25.04.2026 Problem:
On a primary Sonatype Nexus instance running version 3.29.2-02, container images stored in Docker repositories were disappearing without any recorded user DELETE calls. The operator reported unexpected removals, noted release notes referencing a prior cleanup-policy UI bug (where day values were misinterpreted as seconds), and observed that repository artifacts had been cleaned automatically. The environment contains many Docker repositories sharing a single blob store.
Process:
Step 1: Triage the initial symptom set
Observed the customer report describing missing images, Nexus version 3.29.2-02, and the reference to the earlier cleanup-policy UI bug. This established two immediate hypotheses: corrupted cleanup policy values persisted from earlier versions, or a scheduled task performed deletions. That determination drove the next diagnostics: check cleanup policies, scheduled tasks, and recent task execution history.
Step 2: Verify cleanup policies and scheduled cleanup task state
Reviewed the requested admin screenshots and instructions. The customer confirmed there were no configured cleanup policies under Administration → Repository → Cleanup Policies and the policy-driven cleanup task had no effective policies. This ruled out the UI-corruption-of-policy-values hypothesis as the proximate cause and required pivoting to task and log analysis.

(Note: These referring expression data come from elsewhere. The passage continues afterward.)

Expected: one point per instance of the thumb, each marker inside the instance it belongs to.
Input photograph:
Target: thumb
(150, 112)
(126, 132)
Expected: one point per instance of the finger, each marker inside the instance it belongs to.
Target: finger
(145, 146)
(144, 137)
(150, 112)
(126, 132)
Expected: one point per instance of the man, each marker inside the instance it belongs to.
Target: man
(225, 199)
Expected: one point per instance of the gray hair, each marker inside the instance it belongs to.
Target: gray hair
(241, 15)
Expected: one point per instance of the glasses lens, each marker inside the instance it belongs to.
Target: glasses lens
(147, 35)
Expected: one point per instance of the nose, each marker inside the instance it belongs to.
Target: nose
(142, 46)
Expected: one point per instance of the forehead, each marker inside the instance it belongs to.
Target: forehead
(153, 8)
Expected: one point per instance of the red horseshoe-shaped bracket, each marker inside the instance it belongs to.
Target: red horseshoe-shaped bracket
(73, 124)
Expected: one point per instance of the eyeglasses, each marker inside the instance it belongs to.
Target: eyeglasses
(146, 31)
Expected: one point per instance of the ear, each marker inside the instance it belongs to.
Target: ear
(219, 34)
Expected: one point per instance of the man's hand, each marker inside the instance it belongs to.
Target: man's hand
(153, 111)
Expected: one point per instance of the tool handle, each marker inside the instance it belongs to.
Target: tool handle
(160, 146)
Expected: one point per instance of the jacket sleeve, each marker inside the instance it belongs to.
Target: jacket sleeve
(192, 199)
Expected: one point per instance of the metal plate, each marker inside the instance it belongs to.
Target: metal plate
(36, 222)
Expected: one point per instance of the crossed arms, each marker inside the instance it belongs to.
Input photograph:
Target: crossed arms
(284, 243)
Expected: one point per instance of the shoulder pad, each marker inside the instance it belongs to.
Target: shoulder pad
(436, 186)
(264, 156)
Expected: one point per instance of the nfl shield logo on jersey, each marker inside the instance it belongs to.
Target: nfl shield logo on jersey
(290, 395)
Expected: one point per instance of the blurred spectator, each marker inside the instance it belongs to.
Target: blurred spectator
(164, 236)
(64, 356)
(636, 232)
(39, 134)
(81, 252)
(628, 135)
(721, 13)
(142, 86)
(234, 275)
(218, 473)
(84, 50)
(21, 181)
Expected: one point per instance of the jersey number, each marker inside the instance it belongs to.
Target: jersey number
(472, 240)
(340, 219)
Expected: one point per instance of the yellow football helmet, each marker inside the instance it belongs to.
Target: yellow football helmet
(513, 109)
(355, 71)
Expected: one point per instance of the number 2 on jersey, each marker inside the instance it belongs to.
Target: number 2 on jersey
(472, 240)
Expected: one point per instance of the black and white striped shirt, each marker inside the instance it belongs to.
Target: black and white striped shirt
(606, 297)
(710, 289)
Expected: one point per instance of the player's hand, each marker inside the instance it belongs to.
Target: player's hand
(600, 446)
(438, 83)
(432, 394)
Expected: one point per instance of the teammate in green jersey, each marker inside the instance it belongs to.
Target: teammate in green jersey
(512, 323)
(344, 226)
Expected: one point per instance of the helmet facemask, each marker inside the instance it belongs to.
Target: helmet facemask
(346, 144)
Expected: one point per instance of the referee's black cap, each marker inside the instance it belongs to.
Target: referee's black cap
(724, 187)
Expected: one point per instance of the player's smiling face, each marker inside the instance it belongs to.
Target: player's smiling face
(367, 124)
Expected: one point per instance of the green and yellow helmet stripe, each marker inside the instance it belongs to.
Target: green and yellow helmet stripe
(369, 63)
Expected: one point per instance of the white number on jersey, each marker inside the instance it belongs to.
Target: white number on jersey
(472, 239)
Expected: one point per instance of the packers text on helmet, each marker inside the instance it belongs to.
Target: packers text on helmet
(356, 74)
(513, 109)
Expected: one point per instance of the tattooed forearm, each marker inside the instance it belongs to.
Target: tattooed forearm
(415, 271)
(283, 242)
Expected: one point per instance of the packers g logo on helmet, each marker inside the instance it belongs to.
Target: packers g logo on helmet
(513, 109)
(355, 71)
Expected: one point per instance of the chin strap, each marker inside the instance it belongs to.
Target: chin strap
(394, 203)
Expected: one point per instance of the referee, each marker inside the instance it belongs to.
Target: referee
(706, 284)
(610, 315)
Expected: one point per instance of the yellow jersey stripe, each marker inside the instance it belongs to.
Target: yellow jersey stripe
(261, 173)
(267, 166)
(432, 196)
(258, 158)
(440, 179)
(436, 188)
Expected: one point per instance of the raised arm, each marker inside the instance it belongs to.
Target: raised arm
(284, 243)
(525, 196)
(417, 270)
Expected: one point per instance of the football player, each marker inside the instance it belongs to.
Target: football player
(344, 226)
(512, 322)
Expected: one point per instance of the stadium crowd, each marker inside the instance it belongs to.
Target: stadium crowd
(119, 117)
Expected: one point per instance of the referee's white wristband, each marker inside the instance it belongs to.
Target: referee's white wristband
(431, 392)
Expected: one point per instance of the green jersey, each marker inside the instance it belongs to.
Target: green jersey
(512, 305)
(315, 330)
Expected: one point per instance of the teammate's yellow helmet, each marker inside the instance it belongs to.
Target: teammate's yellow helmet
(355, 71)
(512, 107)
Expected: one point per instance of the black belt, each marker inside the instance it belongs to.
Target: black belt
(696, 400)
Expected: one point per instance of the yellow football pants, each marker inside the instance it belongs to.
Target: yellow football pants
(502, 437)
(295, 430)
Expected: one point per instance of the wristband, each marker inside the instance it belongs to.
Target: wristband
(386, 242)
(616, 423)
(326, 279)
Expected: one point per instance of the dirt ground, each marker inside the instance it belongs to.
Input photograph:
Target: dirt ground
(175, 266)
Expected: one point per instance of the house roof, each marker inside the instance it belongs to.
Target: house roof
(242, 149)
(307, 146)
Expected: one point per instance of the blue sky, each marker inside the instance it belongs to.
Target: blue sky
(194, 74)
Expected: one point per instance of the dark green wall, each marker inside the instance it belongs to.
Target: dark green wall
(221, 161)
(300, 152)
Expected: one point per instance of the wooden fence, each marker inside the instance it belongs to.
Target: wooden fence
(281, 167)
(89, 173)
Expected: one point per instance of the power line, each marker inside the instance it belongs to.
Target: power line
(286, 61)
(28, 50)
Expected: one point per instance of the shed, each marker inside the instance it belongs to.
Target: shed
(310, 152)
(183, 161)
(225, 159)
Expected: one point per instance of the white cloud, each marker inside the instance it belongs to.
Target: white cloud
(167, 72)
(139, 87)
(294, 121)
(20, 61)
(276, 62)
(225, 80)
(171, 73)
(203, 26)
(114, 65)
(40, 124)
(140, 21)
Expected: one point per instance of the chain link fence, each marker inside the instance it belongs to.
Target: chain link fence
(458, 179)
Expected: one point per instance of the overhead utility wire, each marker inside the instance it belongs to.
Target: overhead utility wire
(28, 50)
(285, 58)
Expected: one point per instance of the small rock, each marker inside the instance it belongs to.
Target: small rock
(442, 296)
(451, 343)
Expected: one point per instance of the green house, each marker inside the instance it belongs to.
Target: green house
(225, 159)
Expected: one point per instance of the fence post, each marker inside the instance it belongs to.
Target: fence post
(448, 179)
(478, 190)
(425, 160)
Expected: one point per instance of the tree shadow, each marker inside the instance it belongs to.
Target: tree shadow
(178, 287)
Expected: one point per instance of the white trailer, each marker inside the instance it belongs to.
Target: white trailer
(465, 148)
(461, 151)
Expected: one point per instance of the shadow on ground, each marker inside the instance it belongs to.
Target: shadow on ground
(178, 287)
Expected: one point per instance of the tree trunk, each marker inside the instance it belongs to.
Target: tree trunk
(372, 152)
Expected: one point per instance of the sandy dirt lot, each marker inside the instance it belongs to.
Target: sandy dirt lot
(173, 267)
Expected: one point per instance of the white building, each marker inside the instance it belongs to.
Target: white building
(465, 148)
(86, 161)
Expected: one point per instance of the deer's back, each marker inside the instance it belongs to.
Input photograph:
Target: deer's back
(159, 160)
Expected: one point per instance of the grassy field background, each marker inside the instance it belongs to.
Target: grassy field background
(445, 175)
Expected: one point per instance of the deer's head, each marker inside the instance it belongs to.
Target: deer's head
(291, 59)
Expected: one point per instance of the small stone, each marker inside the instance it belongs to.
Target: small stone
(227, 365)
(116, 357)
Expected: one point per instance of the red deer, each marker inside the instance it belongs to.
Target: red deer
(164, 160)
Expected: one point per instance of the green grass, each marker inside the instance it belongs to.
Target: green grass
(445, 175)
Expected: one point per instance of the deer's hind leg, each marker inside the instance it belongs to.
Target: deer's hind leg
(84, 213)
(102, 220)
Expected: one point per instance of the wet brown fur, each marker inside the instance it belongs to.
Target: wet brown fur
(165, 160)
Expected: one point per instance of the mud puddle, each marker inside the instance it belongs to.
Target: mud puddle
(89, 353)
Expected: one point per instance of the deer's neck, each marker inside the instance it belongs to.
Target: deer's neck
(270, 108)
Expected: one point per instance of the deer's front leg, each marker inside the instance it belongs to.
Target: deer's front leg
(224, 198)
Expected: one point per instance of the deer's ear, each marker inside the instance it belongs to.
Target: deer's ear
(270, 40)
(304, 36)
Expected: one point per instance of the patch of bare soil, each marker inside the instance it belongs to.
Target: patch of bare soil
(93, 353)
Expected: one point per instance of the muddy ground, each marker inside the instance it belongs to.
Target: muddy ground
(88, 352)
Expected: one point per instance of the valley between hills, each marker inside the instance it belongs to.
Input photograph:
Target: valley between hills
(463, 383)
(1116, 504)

Step 3: Request system diagnostics and logs
Requested a support bundle and targeted log excerpts (system info, tasks list, nexus.log, request.log) and asked for a full Tasks page screenshot. Collecting these artifacts enabled correlation between scheduled task runs and deletion events instead of relying on configuration inspection alone.
Step 4: Correlate scheduled tasks with deletion events
Analyzed the Tasks list and discovered an active Docker-format garbage-collection task (Delete unused manifests and images) scheduled on an advanced cadence. Task execution timestamps aligned with the timeframe when images disappeared. This finding shifted focus from policy code to the Docker GC task behavior.
Step 5: Log analysis to identify the deleting actor
Reviewed nexus.log and request.log entries around the deletion window. Request logs showed no external DELETE requests, while system logs indicated deletions performed by an internal scheduled process (actor shown as system). This confirmed deletions were performed by an internal task rather than an API client, and therefore implicated the Docker GC task. Additional inspection revealed multiple compact-blob-store tasks running on schedule, which would permanently purge soft-deleted blobs if left enabled.
Step 6: Environment risk factors and decision to act
Observed the environment had a large number of Docker repositories sharing a single blob store, increasing the risk that a GC pass in one repository could remove shared layers referenced elsewhere. Based on that risk and log correlation, the mitigation decision was to stop scheduled internal deletions and protect soft-deleted blobs, then monitor to confirm cessation of data loss prior to any recovery or corrective upgrade work.
Step 7: Implement immediate mitigation and prepare remediation path
Disabled the Docker GC scheduled task and disabled all compact blob store tasks to prevent permanent purging. After disabling, monitored the repository browser and logs for 24–48 hours; deletions ceased. With immediate bleeding stopped, prepared an upgrade and configuration hardening plan to remove the underlying bug risk and reduce blast radius going forward.
Solution:
Immediate remediation: disabled the Sonatype Nexus “Delete unused manifests and images” Docker GC task and disabled all compact blob store tasks. This prevented further scheduled internal deletions and stopped compaction that would permanently remove soft-deleted blobs, allowing investigation and potential recovery from backups.
Longer-term remediation: plan an upgrade off 3.29.2-02 to a release containing Docker GC fixes, and separate high-value repositories onto dedicated blob stores. The upgrade addresses the underlying GC correctness bugs seen in older releases; separating blob stores reduces risk that a GC pass in one repository removes layers still referenced by others.
Conclusion:
After disabling the Docker GC and compaction tasks, image deletions stopped and immediate data-loss risk was mitigated. The changes restored operational control while an upgrade and repository/blobs reorganisation were planned to eliminate the root cause and reduce future risk.